By Kien M. Lee | Editor-at-Large
The first Citation X was delivered in July 1996 to golfer and long-time Cessna customer Arnold Palmer and was awarded the National Aeronautic Association's Robert J. Collier Trophy in 1997. In 2010, Cessna initiated a major update of the aircraft, renamed the Citation Ten, which includes upgraded AE3007C2 engines with new fans, Garmin G5000 flight displays with three 14 inch screens and a head-up display.
Aviation manufacturer Cessna is set to deliver its new Citation X ("Ten") model later this year, and with the FAA certifying its speed at mach 0.935 (or 617 mph), will become the world’s fastest civilian aircraft, displacing the Gulfstream 650 along the way.
The long-range medium business jet aircraft costs US$22.95 million, and its two Rolls-Royce engines generate an impressive 7,034 lbf of thrust and can accommodate up to 12 passengers.
With an NBAA IFR range of nearly 3,242 nautical miles and a certified ceiling of 51,000 feet, carrying 4 passengers, the upgraded business jet offers intercontinental capability.
Despite being "built for speed", it also has exceptional runway performance and is capable of departing from runways as short as 5,150 feet (1,569 m).

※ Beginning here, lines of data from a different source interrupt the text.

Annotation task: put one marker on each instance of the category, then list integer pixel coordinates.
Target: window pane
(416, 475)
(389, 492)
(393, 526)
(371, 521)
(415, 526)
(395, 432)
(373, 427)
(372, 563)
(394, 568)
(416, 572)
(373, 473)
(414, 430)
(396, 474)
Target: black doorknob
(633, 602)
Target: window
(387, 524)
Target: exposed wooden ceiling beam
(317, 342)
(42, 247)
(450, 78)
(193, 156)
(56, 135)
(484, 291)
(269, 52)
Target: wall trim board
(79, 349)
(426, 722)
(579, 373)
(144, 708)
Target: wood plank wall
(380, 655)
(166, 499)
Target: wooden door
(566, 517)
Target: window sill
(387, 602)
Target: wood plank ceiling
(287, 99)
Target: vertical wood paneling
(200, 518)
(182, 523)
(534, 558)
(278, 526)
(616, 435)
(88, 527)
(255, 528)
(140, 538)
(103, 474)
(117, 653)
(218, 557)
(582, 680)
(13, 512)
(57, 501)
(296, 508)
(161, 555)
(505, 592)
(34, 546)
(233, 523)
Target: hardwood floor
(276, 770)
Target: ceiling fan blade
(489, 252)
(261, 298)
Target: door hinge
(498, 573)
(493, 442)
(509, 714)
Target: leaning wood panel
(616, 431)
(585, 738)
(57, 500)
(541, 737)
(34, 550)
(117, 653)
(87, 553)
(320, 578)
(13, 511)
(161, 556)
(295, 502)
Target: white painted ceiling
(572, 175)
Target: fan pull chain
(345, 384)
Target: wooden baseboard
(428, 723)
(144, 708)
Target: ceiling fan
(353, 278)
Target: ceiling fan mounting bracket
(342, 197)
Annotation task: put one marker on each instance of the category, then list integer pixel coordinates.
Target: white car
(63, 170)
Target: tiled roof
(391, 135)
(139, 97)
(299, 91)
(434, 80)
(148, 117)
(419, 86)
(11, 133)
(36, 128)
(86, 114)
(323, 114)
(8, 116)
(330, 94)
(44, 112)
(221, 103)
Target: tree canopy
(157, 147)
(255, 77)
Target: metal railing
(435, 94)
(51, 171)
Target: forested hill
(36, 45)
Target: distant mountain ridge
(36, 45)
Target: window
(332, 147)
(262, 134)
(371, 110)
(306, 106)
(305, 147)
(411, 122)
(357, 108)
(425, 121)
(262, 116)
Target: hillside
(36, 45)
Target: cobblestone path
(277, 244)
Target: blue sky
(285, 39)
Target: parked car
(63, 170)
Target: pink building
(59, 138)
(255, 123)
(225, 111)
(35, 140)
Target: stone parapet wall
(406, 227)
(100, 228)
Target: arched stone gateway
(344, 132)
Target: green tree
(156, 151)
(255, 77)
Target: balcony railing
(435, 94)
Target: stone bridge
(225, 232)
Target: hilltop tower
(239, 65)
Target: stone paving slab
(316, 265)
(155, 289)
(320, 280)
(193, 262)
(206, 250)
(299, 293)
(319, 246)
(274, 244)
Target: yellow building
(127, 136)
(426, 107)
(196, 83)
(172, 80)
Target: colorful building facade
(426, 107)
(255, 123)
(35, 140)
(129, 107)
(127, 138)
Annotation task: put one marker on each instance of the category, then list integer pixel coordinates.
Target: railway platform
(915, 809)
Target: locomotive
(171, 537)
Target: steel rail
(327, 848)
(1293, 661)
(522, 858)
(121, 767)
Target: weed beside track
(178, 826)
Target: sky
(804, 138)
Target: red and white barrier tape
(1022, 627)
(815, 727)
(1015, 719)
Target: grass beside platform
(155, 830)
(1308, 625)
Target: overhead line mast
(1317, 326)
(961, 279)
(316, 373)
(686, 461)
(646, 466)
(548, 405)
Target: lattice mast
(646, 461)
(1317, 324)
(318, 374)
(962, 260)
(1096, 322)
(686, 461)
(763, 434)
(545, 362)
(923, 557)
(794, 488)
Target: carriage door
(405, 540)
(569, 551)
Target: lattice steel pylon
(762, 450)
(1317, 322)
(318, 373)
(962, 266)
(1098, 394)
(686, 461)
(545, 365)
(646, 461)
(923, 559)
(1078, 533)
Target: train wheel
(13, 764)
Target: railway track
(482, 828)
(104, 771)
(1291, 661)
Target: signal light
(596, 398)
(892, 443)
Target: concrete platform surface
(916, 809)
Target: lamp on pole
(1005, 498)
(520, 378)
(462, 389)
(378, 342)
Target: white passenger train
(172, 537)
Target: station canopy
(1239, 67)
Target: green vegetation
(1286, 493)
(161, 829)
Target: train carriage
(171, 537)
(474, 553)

Scott Ernest, CEO of Cessna, said “It was true for Clyde Cessna in 1927, and it’s true today."
The Citation X is the perfect aircraft for customers wanting to move faster, be more efficient and get where they need to be more quickly than ever before."
The interior features a lavish cabin with comfortable double club seating, and state-of-the-art technology including touchscreen controls and Wi-Fi connectivity. The cabin can also be customised with a range of woods, metals and leathers.
An exceptionally capable pressurization system allows the Citation X to maintain a cabin pressure altitude of only 8,000 feet (2,438m) at its maximum ceiling of 51,000 feet. Its dual wheel trailing link landing gear absorb landing impacts and taxiway bumps resulting in greater comfort for both passengers and crew.